For trials that do not have adequate outcome prediction tools to use, risk tools can often be developed on pre-existing data in the trial planning phase, or prior to analysis. Use of internally developed risk models has been advocated [16, 51, 52] and several large trials have used this approach as the basis for testing risk-based HTE [5355]. Future work should explore the degree to which over-fitting may bias such an approach and, if so, how best to avoid this. Regardless of the approach, in most instances in which a risk-based analysis shows significant HTE, the finding will be a call for rigorous follow-up research to assess and optimize clinically-feasible risk prediction.

Other medical conditions may have multiple models that might yield clinically different results, frequently on the individual patient-level (where clinical recommendations may be altered depending on which model is used) and sometimes regarding the presence or absence of HTE overall. While future work is needed to address this issue, it should be noted that the ambiguity about how best to treat individuals in such cases is revealed, not created, by risk-based analysis.

This paper has focused exclusively on binary outcomes. Continuous outcomes can be approached with similar principles regarding testing for HTE, as well as primary and secondary subgroup analyses, but obviously metrics such as ARR and RRR would need to be replaced by absolute and relative changes in the continuous measure of interest; and NNT is not pertinent to continuous outcomes, unless the continuous measures are grouped into justifiable binary categories.

Additionally, we focused on heterogeneity in the dimension of outcome risk; other risk dimensions may also be important, such as the risk of treatment-related harm (for therapies with serious and common adverse events) [15] or competing risk (especially for conditions including many patients with multiple morbidities or older patients in trials measuring longer-term outcomes) [8, 5658]. Multivariate models predicting treatment-related adverse events, such as those developed to predict anticoagulant- or thrombolytic-related serious bleeding [59, 60] or surgical risks for specific procedures, may be useful in the first case, and comorbidity indices [56, 61] in the second. There are also examples where combining models for treatment-related harm with outcome risk models to stratify trial results using a risk-benefit scheme has yielded informative results [17, 21]. However, whether, when, and how to perform these complex analyses are methodologically fraught issues that may be difficult to make routine recommendations on.

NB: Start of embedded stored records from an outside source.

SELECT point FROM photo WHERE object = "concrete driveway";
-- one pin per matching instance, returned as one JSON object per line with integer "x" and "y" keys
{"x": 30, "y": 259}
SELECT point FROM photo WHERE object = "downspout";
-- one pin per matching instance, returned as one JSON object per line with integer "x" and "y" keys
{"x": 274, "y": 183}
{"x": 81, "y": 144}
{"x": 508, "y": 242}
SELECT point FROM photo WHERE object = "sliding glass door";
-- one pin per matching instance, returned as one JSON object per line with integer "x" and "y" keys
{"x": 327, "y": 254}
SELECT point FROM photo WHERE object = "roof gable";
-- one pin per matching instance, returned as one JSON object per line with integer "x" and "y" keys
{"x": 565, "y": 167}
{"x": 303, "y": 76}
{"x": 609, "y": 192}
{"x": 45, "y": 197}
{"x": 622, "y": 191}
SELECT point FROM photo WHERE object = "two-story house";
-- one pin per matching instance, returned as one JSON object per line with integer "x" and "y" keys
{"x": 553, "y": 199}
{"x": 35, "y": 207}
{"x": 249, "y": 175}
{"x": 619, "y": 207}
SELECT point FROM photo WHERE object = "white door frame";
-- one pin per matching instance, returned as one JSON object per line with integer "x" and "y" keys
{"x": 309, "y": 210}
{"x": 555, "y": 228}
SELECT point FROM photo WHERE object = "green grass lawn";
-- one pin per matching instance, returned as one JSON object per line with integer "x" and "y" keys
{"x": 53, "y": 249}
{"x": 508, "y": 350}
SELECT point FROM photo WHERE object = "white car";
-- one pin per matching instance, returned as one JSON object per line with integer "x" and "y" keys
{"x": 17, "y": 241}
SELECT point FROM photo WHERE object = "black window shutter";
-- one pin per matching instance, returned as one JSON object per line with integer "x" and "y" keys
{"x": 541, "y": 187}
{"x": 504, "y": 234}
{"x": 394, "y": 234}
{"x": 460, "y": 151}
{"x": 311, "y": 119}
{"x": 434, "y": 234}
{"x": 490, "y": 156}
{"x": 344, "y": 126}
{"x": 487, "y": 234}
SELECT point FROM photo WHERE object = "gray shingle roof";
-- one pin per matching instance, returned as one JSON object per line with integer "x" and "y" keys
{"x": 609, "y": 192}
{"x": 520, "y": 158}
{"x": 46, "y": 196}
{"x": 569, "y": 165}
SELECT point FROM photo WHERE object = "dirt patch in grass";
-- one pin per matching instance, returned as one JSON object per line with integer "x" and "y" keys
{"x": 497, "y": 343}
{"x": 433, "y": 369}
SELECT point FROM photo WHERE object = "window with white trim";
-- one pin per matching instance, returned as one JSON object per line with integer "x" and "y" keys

As we and others have noted elsewhere, we will never be able to get all the information needed for informing clinical practice and health policy from experimental trials [5, 2729, 62, 63]. The approach we outline here may not be applicable or feasible for many trials, particularly early phase trials, which tend to be small and explanatory in nature, and often use surrogate instead of clinical endpoints. Furthermore, the above suggestions only deal with assessing HTE statistically in the context of trials and not how best to promote the use of risk stratification in clinical practice. Despite these caveats and limitations, for pivotal, phase III clinical trials using clinically important outcomes, the suggested approach should usually be feasible and should substantially improve our ability to produce scientifically valid information on HTE to better inform clinical practice.

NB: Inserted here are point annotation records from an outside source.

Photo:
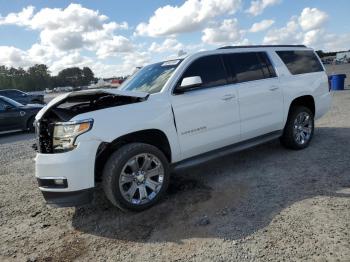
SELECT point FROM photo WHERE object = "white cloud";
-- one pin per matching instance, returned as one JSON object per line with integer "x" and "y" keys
{"x": 289, "y": 34}
{"x": 74, "y": 27}
{"x": 312, "y": 18}
{"x": 258, "y": 6}
{"x": 21, "y": 18}
{"x": 111, "y": 47}
{"x": 11, "y": 56}
{"x": 227, "y": 32}
{"x": 261, "y": 26}
{"x": 307, "y": 29}
{"x": 168, "y": 45}
{"x": 313, "y": 37}
{"x": 190, "y": 16}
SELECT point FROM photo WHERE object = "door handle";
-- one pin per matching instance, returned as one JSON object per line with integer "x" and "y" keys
{"x": 228, "y": 97}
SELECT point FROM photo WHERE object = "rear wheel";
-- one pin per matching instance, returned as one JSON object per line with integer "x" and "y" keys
{"x": 136, "y": 176}
{"x": 299, "y": 128}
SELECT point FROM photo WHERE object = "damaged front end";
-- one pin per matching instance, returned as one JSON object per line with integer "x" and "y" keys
{"x": 54, "y": 129}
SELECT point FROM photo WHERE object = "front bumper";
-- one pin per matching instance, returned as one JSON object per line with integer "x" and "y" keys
{"x": 76, "y": 170}
{"x": 68, "y": 199}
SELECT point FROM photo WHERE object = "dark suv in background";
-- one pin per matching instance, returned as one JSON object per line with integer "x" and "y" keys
{"x": 15, "y": 116}
{"x": 22, "y": 97}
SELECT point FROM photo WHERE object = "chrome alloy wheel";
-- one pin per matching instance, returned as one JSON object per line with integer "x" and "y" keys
{"x": 302, "y": 129}
{"x": 141, "y": 179}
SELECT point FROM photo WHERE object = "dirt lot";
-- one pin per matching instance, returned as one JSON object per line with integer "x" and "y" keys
{"x": 266, "y": 203}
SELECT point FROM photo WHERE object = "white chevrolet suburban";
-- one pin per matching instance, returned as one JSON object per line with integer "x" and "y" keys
{"x": 174, "y": 114}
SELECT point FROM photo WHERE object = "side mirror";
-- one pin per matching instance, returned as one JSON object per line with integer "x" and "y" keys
{"x": 189, "y": 82}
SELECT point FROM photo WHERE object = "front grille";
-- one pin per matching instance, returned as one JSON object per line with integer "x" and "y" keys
{"x": 44, "y": 133}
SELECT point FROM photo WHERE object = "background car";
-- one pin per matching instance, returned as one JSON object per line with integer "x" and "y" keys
{"x": 15, "y": 116}
{"x": 22, "y": 97}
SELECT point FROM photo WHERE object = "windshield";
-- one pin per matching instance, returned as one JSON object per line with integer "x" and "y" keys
{"x": 11, "y": 102}
{"x": 151, "y": 78}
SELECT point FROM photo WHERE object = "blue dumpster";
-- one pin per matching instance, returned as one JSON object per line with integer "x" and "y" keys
{"x": 337, "y": 81}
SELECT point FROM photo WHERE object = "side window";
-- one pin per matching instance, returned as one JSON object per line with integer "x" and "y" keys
{"x": 2, "y": 105}
{"x": 210, "y": 69}
{"x": 245, "y": 66}
{"x": 300, "y": 62}
{"x": 266, "y": 65}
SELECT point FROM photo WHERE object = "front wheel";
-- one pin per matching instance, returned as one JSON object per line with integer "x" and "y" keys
{"x": 299, "y": 128}
{"x": 136, "y": 176}
{"x": 30, "y": 125}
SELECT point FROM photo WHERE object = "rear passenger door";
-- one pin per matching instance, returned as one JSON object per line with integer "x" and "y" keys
{"x": 259, "y": 92}
{"x": 207, "y": 116}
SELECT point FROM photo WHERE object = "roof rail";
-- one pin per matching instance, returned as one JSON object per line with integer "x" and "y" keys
{"x": 252, "y": 46}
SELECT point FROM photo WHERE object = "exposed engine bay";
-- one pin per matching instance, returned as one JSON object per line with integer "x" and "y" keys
{"x": 74, "y": 104}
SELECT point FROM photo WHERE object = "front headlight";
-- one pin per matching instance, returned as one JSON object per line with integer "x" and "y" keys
{"x": 65, "y": 133}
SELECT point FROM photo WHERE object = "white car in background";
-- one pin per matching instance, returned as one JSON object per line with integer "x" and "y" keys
{"x": 174, "y": 114}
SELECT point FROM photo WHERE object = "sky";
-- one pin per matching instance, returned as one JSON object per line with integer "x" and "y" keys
{"x": 113, "y": 37}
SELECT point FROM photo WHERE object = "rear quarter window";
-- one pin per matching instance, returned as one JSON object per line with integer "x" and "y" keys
{"x": 300, "y": 62}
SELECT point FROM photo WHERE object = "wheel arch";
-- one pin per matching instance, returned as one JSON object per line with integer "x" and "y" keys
{"x": 305, "y": 100}
{"x": 153, "y": 137}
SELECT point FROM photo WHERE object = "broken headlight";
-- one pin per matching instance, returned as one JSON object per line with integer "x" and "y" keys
{"x": 65, "y": 133}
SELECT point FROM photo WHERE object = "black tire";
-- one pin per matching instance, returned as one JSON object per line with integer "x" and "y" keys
{"x": 288, "y": 139}
{"x": 112, "y": 172}
{"x": 30, "y": 125}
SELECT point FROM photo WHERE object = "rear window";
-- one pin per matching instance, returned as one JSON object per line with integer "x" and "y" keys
{"x": 249, "y": 66}
{"x": 300, "y": 62}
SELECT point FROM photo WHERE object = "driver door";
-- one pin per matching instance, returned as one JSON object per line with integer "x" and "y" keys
{"x": 207, "y": 116}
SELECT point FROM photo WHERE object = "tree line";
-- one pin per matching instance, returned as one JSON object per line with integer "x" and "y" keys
{"x": 38, "y": 78}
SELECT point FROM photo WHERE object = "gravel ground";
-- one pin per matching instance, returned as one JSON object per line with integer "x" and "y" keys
{"x": 265, "y": 203}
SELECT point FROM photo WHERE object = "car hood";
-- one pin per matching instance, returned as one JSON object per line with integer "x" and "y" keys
{"x": 88, "y": 93}
{"x": 32, "y": 106}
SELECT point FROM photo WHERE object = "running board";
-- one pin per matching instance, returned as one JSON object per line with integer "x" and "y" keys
{"x": 196, "y": 160}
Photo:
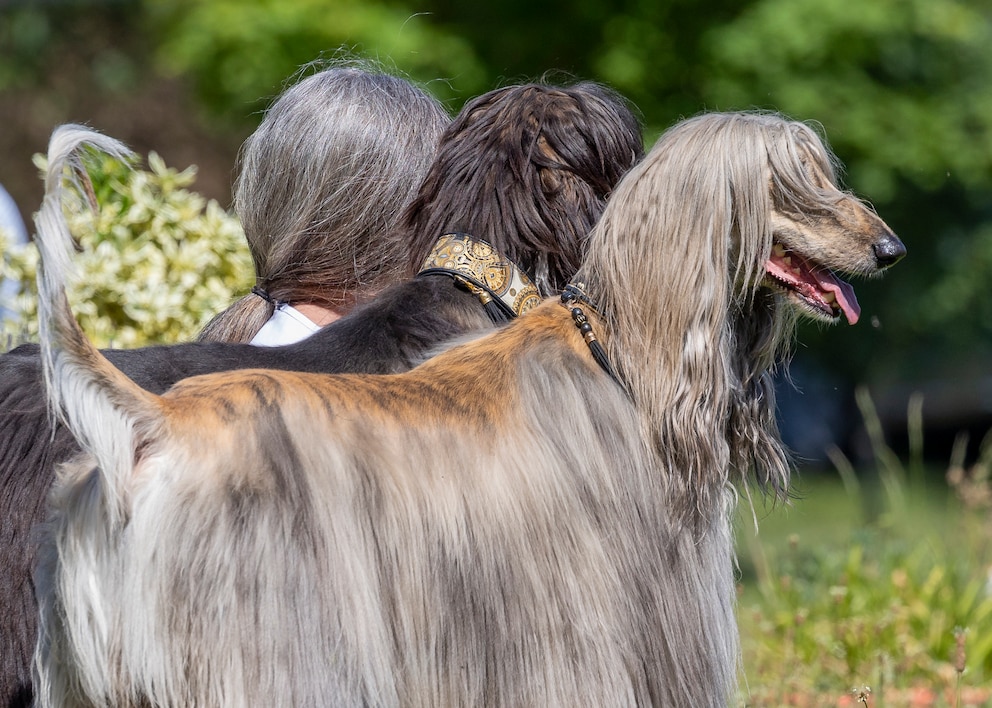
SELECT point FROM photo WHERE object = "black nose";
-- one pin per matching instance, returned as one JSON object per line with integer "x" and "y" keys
{"x": 888, "y": 250}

Implications for the peer-review and publishing of clinical trials

While it is well appreciated that outcome risk heterogeneity is common and can lead to clinically meaningful HTE, few clinical trials analyze the variation in treatment effect across the spectrum of patients in their studies and subgroup analyses are performed and reported erratically [14, 30, 33, 35]. Though some argue that journals should not dictate the scientific questions that investigators address, for many important trials, the results are not fully disclosed in the absence of a risk-based analysis. While risk-stratified results may emphasize the importance of treatment in high-risk patients and may even result in the discovery of patient sub-groups who benefit when summary results of trials are negative, such analyses may be particularly resisted when trial results are overall positive, given the obvious incentives for industry to get treatments approved for as broad a population as possible [14]. There also exist incentives to selectively highlight positive exploratory subgroup analyses, when overall results are negative. Therefore, it seems likely that inadequate investigation and reporting of HTE will continue to be a problem unless editors, granting agencies and government regulators insist upon it. Suggestions herein provide a framework for the development of implementable guidelines that might support routine examination and reporting of information essential for optimizing medical care for individuals.


Appendix 1. Glossary

Baseline Risk

Risk of a particular event (in this paper, typically the primary study outcome) in the absence of the experimental therapy.

Event rate

Proportion or percentage of study participants in a group in which a particular event (typically the primary outcome) is observed. Control event rate (CER) and experimental event rate (EER) are used to refer to event rates in the control group and experimental group, respectively. In a clinical trial, baseline risk is best estimated by the observed control event rate (CER).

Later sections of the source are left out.